Pleins feux sur le hockey sonore – avril 2026 – Eli Bomers
Je suis aveugle depuis ma naissance, alors la cécité n’a jamais été quelque chose à quoi j’ai dû « m’adapter » : c’est tout ce que j’ai jamais connu. En grandissant, j’étais l’enfant qui ne voyait pas, mais ça ne m’a jamais empêché de vouloir faire du sport. Soccer, basketball, peu importe le jeu qui se jouait à l’école, je voulais toujours en faire partie. Ma vision ne m’a jamais semblé être une raison de ne pas jouer, même si ça voulait dire casser quelques paires de lunettes en cours de route.

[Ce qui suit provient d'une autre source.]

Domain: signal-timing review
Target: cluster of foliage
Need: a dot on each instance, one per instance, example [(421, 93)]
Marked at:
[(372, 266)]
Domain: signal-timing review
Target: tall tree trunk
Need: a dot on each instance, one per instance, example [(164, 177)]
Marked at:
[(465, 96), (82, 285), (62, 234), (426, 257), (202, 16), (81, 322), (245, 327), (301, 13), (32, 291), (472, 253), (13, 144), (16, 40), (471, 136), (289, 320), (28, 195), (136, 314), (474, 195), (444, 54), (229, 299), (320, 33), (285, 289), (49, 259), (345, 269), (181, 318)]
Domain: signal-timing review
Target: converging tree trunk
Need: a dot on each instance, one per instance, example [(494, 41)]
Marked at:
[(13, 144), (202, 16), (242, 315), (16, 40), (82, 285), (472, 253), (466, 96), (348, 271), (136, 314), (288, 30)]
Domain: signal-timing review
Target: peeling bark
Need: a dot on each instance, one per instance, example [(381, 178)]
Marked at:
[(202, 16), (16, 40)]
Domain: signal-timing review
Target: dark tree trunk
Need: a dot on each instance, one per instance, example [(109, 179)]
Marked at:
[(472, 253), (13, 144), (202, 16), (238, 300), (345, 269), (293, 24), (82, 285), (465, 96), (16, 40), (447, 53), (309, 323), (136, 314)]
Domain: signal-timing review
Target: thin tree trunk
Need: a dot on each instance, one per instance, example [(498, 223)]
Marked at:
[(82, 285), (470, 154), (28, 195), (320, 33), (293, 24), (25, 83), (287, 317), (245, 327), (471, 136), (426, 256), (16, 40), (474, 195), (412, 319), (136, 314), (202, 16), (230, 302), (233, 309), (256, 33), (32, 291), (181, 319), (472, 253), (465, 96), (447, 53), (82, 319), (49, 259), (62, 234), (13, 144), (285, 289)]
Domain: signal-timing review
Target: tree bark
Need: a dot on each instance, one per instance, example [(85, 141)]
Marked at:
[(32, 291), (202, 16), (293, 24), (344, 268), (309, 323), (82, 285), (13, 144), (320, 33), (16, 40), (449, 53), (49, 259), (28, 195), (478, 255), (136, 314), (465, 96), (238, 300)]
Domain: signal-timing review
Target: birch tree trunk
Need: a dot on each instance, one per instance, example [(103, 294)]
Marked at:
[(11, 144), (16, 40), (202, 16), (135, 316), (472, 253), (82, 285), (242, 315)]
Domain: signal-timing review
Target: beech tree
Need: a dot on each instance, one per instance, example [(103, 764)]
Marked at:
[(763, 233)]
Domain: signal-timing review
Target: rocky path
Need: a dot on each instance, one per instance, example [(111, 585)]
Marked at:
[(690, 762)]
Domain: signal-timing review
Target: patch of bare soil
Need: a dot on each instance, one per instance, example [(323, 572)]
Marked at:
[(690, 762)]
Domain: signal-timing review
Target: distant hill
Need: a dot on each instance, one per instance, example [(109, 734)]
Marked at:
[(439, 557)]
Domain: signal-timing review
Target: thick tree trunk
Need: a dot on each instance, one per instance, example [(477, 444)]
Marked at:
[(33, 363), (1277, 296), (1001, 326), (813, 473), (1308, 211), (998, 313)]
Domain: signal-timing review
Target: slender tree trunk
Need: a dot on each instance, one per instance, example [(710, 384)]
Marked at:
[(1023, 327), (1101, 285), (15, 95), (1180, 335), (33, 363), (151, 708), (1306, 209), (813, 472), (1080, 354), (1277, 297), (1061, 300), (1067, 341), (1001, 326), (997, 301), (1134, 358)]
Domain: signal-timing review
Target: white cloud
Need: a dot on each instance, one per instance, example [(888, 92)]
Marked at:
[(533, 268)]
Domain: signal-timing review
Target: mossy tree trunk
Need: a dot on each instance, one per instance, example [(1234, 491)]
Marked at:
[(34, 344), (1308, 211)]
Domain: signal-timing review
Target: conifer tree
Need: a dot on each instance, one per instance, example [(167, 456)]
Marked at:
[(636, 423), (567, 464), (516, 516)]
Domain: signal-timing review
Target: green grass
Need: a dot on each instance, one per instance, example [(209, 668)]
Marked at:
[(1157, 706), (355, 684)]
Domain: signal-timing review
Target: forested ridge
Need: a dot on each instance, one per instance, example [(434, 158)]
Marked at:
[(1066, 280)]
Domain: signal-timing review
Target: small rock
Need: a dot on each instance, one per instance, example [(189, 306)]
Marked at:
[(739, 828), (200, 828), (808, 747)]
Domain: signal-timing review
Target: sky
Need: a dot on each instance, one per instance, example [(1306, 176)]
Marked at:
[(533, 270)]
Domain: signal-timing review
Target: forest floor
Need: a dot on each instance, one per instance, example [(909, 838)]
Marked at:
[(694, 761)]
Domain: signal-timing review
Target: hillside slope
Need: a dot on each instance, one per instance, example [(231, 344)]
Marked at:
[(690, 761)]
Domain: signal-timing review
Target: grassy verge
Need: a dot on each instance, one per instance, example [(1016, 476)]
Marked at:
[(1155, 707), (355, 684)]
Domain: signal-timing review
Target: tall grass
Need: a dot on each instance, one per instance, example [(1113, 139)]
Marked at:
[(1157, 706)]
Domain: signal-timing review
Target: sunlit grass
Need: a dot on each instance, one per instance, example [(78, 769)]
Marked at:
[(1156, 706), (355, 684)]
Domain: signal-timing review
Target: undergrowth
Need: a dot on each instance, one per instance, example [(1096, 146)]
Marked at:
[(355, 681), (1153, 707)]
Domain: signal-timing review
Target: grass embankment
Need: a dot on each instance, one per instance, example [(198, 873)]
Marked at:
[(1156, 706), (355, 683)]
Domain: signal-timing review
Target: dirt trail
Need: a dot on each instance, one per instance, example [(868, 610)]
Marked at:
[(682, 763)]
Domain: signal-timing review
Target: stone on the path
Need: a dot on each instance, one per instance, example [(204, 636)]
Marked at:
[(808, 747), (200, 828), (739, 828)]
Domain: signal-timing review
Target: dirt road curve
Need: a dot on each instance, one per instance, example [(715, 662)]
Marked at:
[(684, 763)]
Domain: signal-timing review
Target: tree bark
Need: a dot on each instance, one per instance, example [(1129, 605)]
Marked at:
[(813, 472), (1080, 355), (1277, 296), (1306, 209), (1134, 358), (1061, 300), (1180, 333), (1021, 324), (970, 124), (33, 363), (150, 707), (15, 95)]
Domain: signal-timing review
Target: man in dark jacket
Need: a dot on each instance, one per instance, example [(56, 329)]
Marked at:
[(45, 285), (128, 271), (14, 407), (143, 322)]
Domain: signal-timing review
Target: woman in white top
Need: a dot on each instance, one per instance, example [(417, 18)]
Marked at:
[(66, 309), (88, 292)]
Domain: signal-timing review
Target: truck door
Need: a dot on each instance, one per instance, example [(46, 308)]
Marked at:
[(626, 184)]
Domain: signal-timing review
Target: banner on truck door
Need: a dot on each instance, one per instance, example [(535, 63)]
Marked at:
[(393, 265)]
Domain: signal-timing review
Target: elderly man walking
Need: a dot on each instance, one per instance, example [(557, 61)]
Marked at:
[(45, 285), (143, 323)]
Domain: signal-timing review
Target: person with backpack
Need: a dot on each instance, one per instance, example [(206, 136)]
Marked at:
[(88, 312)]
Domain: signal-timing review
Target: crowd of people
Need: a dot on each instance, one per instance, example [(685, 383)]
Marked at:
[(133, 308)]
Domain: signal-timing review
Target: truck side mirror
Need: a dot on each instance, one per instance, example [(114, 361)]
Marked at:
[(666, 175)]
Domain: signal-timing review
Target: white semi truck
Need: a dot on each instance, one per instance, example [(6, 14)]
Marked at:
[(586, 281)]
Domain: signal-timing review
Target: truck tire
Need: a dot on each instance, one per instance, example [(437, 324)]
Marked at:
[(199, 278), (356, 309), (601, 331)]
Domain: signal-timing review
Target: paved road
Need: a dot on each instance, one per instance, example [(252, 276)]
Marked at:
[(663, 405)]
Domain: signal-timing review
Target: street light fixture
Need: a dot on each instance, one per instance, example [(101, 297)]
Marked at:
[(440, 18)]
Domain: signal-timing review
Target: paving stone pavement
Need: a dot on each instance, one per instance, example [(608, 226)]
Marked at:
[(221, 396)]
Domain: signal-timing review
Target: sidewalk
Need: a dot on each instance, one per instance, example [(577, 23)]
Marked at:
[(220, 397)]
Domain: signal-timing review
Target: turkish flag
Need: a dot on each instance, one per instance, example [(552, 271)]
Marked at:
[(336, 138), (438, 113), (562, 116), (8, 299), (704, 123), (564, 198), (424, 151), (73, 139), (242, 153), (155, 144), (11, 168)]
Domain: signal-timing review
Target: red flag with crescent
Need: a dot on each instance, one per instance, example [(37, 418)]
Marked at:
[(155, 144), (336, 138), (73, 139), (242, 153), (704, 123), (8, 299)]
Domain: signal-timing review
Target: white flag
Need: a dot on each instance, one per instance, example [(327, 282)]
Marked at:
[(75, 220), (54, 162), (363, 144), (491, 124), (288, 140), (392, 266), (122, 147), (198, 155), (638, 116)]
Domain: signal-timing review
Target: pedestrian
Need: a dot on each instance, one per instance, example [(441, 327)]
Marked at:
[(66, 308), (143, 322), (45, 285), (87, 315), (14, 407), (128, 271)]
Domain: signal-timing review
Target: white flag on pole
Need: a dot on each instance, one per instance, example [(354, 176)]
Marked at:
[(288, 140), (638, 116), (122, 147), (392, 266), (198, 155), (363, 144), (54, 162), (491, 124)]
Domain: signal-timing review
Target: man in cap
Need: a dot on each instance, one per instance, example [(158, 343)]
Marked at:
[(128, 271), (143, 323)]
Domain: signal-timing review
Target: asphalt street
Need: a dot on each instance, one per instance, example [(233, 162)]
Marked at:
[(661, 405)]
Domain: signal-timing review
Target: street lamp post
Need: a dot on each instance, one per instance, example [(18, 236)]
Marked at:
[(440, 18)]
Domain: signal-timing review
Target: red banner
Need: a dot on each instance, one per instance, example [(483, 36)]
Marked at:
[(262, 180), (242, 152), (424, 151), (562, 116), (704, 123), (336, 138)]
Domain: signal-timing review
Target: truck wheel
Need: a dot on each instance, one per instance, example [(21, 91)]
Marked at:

Ma condition visuelle est compliquée et encore mal comprise. À un moment donné, les médecins pensaient que j’avais une amaurose congénitale de Leber, mais avec le temps, mon diagnostic est devenu moins clair. J’ai des tumeurs dans les yeux qui saignent et affectent ma vision, ce qui signifie que je reçois des injections oculaires toutes les six à huit semaines pour contrôler les saignements. Les résultats aident à court terme. On m’a dit que je suis la seule personne au Canada atteinte de cette condition précise, ce qui montre bien à quel point la vision de chaque personne aveugle peut être différente.
La majeure partie de la vision qu’il me reste se trouve dans mon œil gauche. Mon œil droit ne perçoit que la lumière. Dans mon œil gauche, je vois des corps flottants qui dérivent dans ma vision centrale et périphérique, et qui changent selon l’endroit où je regarde.
Le sport a toujours occupé une grande place dans ma vie, mais le hockey est devenu particulièrement important pour moi dès mon plus jeune âge : mes parents nous ont inscrits, mon frère et moi, à des cours d’habiletés de hockey traditionnel. J’ai découvert le hockey sonore lors d’un événement d’initiation au patinage organisé par Courage Canada dans la région de Halton, où j’ai grandi. J’avais environ cinq ou six ans la première fois que j’ai sauté sur la glace avec le hockey sonore, et c’est là que j’ai rencontré Mark DeMontis et Matt Morrow pour la première fois. Il existe des photos qui prouvent à quel point j’étais petit dans ce chandail!
Mon premier Tournoi national de hockey sonore remonte à 2018, et j’ai participé à tous les tournois nationaux depuis. À mesure que j’acquérais de l’expérience, j’ai commencé à jouer régulièrement avec les Toronto Ice Owls. Quand j’ai déménagé à Ottawa pour mes études, j’ai brièvement patiné avec le programme local de hockey sonore avant de finalement revenir à Toronto. Maintenant, quand je suis de retour en ville, je suis sur la glace presque toutes les fins de semaine avec les Ice Owls.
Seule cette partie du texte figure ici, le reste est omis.